At times, I guess, it was too much for me:
I fled into that ruinous city
Where scaffolds rise, and great roads made of stone
Are cracked by weeds and building sheets of loam.
My sneakers, heels compressed with air, recoil
As I'm launched up. Imperfect as airfoil,
My arms fly out, to stabilize the flight.
Too awkwardly I land up in the heights,
And smack my knee down on a pipe. I stand,
The sunken streets laid out below. Once-grand
Long boulevards and skyscrapers now list
And crumble. I leap out into their midst,
Spring off a standing pillar with one foot,
And let my shoes absorb the force, hands put
In front to catch a railing to steady
Myself. Bright static grows already in
The air: an ion storm billowing to
The west. I'd planned more time to make it through
The city: now I jump down in a rush.
A mound of soil below, my legs thrust
Forward to take the blow: I see too late
The flimsy roof beneath, and easily break
Through. Lying spread under the hole I gaze
Up at the sky. For moments I lie dazed
And lost. Then liquid touches to my cheek,
And I'm awake: so startled, cold, and weak,
I wonder now how long I've been asleep.
The rain is falling through the hole and seeps
Into the littered floor where I now crouch.

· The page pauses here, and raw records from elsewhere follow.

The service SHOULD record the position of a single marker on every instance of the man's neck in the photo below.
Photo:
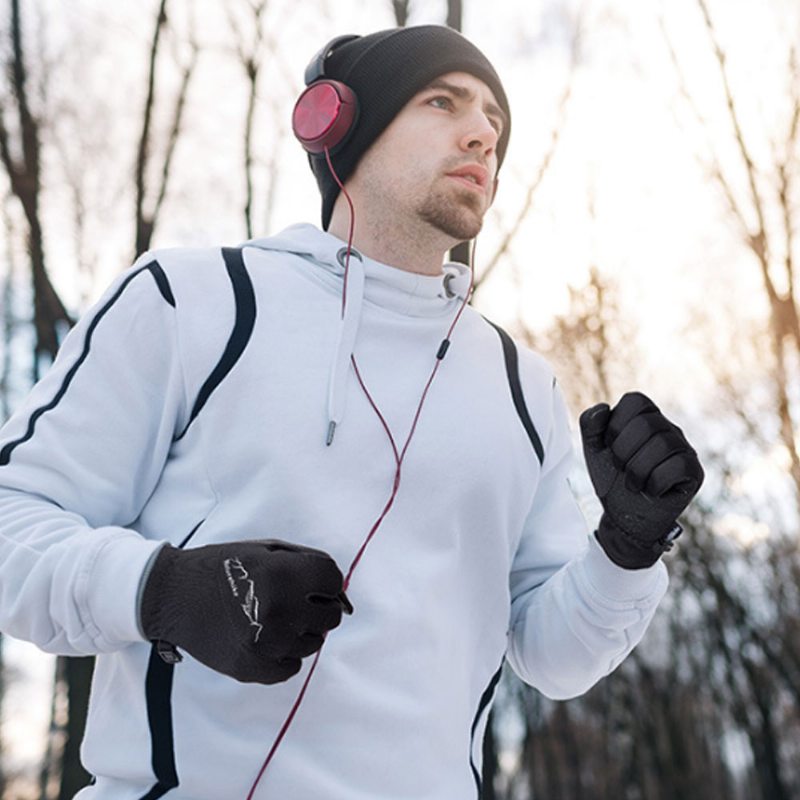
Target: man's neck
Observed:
(421, 251)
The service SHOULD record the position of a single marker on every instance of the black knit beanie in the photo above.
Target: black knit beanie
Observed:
(385, 70)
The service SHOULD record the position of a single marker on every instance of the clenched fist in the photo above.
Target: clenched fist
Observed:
(645, 473)
(250, 609)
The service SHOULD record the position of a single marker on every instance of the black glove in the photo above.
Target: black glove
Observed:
(250, 609)
(645, 474)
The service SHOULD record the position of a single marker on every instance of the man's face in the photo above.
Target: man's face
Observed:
(436, 162)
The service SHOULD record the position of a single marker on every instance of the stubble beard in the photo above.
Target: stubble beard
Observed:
(458, 213)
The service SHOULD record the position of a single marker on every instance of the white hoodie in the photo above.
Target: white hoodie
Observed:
(191, 405)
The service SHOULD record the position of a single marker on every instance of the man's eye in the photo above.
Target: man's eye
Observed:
(441, 102)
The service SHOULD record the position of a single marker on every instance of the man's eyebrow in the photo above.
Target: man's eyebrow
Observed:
(462, 93)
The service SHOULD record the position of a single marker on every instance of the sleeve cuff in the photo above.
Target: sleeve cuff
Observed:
(619, 584)
(113, 588)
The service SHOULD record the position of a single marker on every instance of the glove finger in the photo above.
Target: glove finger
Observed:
(321, 575)
(593, 424)
(655, 451)
(632, 404)
(305, 645)
(251, 668)
(321, 614)
(638, 432)
(680, 475)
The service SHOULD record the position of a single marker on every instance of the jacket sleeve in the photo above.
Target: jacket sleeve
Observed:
(575, 615)
(79, 460)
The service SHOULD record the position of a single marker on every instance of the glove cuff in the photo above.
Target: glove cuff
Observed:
(153, 611)
(630, 552)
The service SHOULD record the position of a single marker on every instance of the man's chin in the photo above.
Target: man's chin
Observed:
(458, 221)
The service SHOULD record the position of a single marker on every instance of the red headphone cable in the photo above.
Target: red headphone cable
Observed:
(399, 457)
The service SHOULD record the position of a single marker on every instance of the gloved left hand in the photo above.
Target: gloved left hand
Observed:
(645, 473)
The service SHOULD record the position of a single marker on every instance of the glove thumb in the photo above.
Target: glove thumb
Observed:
(594, 422)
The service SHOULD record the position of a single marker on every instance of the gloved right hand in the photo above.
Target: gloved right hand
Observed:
(251, 609)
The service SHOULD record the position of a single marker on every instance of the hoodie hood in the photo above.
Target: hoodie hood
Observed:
(367, 280)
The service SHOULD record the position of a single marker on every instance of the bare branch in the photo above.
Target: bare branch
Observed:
(539, 176)
(175, 129)
(144, 226)
(759, 237)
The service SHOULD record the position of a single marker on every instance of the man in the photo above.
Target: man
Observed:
(236, 447)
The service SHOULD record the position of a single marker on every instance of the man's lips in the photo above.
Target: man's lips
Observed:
(473, 175)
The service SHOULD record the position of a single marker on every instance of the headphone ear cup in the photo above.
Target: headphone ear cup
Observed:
(324, 115)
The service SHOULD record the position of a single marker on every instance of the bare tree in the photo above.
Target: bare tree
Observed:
(20, 150)
(149, 200)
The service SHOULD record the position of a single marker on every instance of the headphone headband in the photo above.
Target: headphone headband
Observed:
(316, 67)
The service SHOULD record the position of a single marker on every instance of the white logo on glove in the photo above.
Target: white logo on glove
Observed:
(250, 603)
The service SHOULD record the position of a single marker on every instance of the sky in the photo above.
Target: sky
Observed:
(627, 190)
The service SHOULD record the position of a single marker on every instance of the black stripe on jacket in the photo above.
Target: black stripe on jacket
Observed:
(158, 696)
(164, 288)
(158, 693)
(485, 702)
(512, 370)
(245, 301)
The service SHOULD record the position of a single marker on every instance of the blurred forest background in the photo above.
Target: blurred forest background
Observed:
(645, 236)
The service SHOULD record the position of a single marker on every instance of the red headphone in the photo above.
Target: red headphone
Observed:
(326, 112)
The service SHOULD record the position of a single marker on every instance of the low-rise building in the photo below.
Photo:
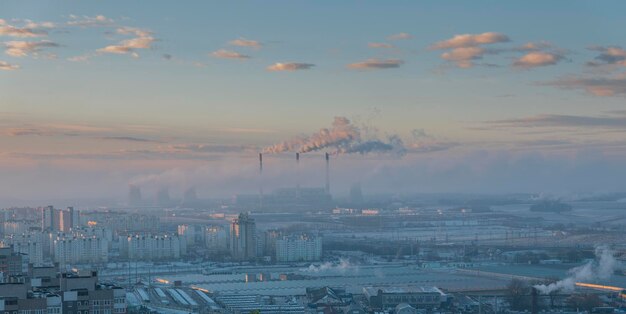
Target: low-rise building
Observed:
(386, 298)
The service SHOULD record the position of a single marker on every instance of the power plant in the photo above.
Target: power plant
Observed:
(296, 197)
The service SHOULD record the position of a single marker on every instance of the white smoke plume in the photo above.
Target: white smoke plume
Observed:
(342, 137)
(602, 267)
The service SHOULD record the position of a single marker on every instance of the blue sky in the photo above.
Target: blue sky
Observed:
(144, 88)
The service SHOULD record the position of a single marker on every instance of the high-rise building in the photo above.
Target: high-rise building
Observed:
(134, 195)
(152, 246)
(243, 238)
(296, 248)
(216, 238)
(49, 218)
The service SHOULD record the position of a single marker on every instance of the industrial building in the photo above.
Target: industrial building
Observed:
(385, 298)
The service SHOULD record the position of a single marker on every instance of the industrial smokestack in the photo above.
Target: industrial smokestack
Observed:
(260, 180)
(298, 175)
(327, 174)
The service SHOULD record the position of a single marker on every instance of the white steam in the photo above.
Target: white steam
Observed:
(342, 137)
(602, 267)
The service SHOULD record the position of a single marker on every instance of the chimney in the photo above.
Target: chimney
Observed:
(261, 180)
(327, 174)
(298, 175)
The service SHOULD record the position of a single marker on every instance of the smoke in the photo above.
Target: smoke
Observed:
(342, 137)
(341, 267)
(602, 267)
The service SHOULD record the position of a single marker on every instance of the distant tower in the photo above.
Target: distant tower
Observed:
(134, 195)
(243, 238)
(163, 197)
(49, 218)
(327, 173)
(190, 196)
(356, 195)
(260, 180)
(297, 175)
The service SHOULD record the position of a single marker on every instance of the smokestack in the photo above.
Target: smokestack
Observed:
(261, 180)
(327, 174)
(297, 175)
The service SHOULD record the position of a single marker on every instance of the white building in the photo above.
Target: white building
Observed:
(70, 249)
(295, 248)
(216, 238)
(30, 244)
(152, 247)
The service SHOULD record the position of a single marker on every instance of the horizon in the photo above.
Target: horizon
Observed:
(440, 98)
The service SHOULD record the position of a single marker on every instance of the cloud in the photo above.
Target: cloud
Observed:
(289, 66)
(609, 55)
(228, 54)
(143, 39)
(24, 48)
(598, 86)
(242, 42)
(343, 137)
(5, 66)
(463, 57)
(128, 139)
(400, 36)
(466, 48)
(564, 121)
(90, 21)
(215, 148)
(423, 142)
(471, 40)
(538, 59)
(28, 31)
(371, 64)
(380, 45)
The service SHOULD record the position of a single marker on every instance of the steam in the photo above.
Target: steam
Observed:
(342, 137)
(601, 268)
(342, 267)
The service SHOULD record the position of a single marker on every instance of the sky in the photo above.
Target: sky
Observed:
(407, 96)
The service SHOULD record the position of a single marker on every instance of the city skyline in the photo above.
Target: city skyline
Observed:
(456, 97)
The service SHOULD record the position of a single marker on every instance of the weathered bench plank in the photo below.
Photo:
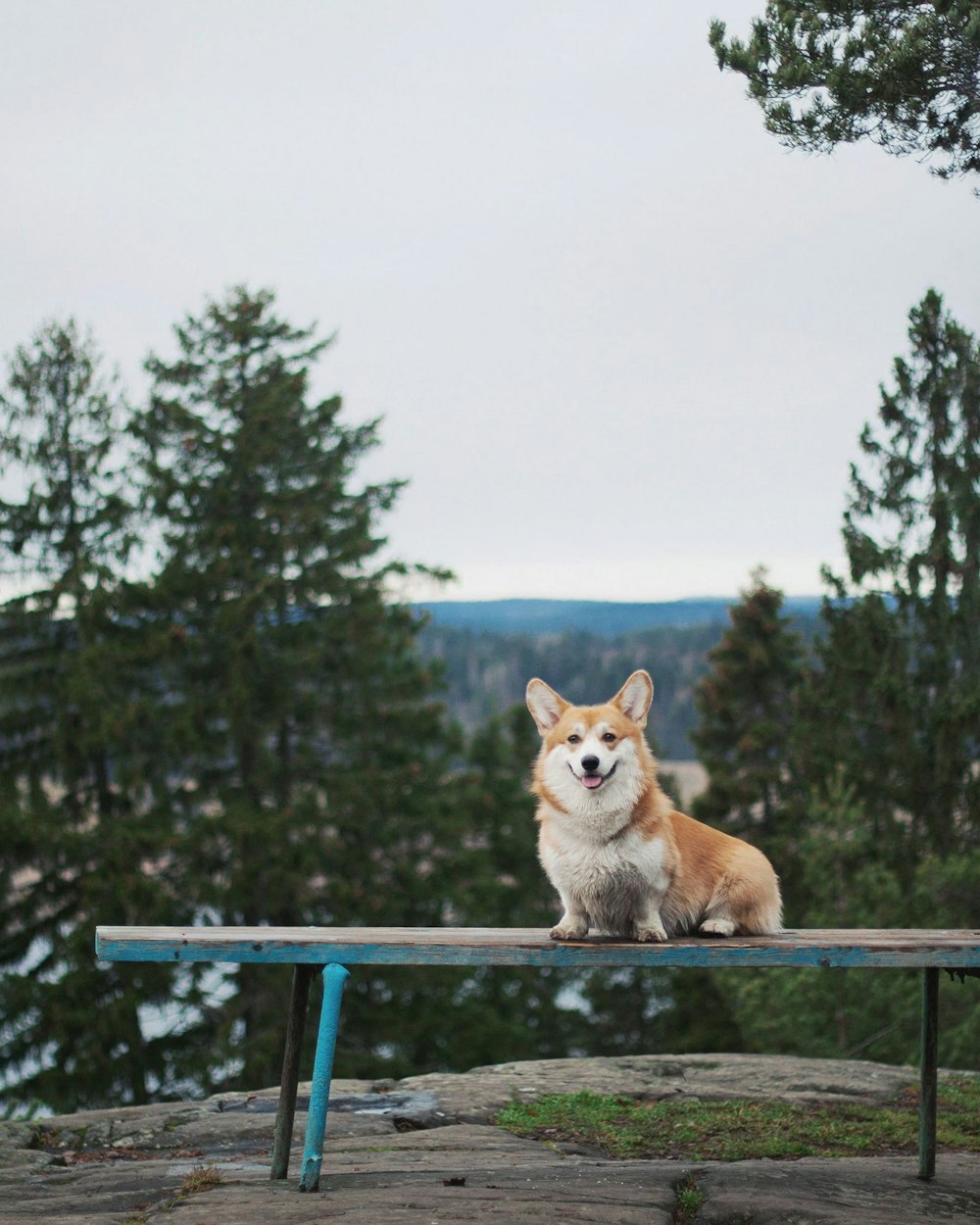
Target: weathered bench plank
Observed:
(506, 946)
(333, 949)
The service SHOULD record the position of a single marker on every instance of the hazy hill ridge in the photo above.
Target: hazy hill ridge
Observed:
(584, 650)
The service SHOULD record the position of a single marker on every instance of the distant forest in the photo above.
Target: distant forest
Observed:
(486, 670)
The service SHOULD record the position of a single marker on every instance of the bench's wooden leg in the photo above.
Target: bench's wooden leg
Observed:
(317, 1121)
(927, 1073)
(287, 1112)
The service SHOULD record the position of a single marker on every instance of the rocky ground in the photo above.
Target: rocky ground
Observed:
(425, 1151)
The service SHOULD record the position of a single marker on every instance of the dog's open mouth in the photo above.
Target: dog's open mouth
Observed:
(593, 780)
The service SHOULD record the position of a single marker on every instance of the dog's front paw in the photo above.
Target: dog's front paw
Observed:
(568, 931)
(656, 935)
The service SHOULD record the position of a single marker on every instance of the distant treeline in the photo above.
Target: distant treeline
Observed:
(486, 671)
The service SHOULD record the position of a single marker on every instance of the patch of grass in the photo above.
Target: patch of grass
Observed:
(690, 1199)
(202, 1177)
(738, 1130)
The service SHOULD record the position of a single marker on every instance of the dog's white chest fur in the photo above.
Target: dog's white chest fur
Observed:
(613, 881)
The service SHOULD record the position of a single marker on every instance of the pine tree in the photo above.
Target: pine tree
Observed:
(902, 74)
(307, 749)
(77, 846)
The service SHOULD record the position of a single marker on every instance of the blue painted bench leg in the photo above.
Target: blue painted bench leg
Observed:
(927, 1073)
(317, 1121)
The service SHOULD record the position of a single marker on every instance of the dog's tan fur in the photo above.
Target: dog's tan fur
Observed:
(621, 858)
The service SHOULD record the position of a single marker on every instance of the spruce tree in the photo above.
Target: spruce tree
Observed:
(745, 702)
(901, 661)
(308, 751)
(77, 844)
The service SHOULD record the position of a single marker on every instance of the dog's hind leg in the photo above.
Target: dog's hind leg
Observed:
(573, 924)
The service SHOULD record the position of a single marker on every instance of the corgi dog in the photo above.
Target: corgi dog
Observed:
(621, 858)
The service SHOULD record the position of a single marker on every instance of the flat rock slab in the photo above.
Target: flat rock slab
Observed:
(422, 1151)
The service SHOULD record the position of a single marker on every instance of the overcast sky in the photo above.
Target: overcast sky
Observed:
(621, 341)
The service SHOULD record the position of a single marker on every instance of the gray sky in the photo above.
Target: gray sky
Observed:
(622, 342)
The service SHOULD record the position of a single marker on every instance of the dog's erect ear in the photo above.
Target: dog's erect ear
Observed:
(635, 699)
(545, 705)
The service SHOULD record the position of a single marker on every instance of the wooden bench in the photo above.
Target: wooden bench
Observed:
(332, 950)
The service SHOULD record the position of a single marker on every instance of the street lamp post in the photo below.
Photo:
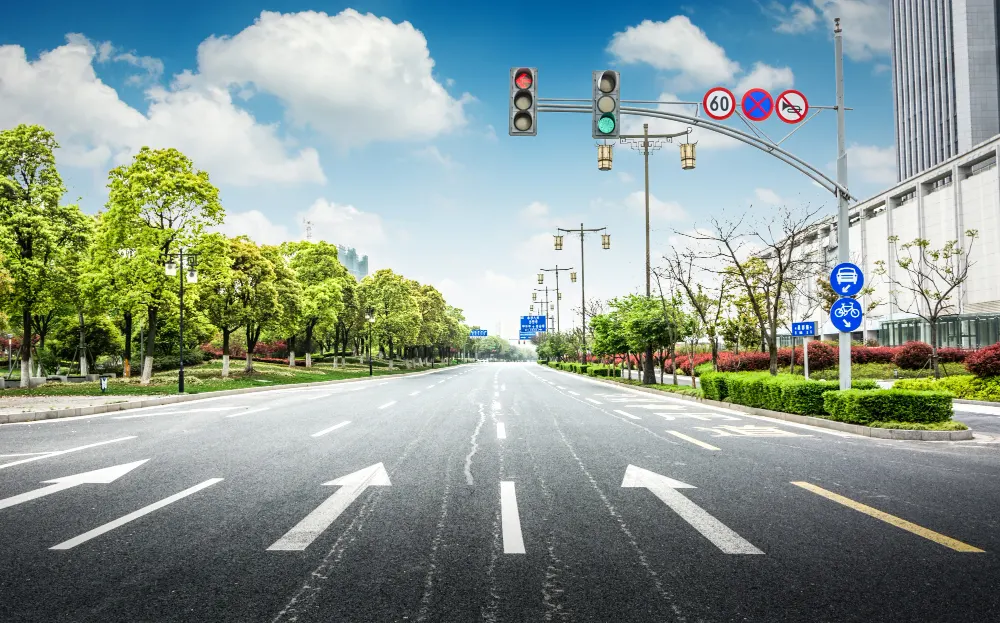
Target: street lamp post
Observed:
(171, 270)
(370, 316)
(605, 244)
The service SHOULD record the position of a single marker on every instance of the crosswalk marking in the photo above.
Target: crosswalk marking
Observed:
(956, 545)
(111, 525)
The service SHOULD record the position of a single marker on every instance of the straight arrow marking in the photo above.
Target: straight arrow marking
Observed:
(351, 486)
(111, 525)
(97, 476)
(711, 528)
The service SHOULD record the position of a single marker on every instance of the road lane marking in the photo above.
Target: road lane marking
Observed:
(696, 442)
(627, 414)
(111, 525)
(257, 410)
(331, 429)
(941, 539)
(61, 452)
(513, 543)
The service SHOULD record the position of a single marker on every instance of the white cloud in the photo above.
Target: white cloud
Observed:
(767, 196)
(675, 45)
(61, 91)
(873, 164)
(357, 78)
(764, 76)
(658, 209)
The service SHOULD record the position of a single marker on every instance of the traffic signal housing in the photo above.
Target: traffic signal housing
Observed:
(523, 101)
(606, 104)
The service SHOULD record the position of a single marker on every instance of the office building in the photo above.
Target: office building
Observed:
(946, 89)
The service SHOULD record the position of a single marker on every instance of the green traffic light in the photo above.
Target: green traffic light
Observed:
(606, 124)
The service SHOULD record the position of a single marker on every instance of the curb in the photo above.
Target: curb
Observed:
(857, 429)
(34, 416)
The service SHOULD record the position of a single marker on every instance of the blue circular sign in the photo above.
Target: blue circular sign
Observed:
(846, 314)
(847, 279)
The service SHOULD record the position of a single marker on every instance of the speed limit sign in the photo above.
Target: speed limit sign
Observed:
(719, 103)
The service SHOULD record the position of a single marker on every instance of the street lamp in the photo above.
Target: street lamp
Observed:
(370, 316)
(170, 268)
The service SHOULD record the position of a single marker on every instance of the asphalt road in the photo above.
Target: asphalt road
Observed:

Its acid sizzles. I fish in my pouch
For my dried strips of meat. I think I'm stuck
Until the storm blows past. It's more bad luck
After the year I've had. I snuggle in
Among the trash and leaves and my buckskin,
Ignoring thoughts of home and mom, how she
Will wait and worry, will grow more sickly:
And what I'll find when I return. I hope,
And throw my hopes to the kaleidoscope
Of acid rain and blue electric whips
That fill the sky. My own apocalypse.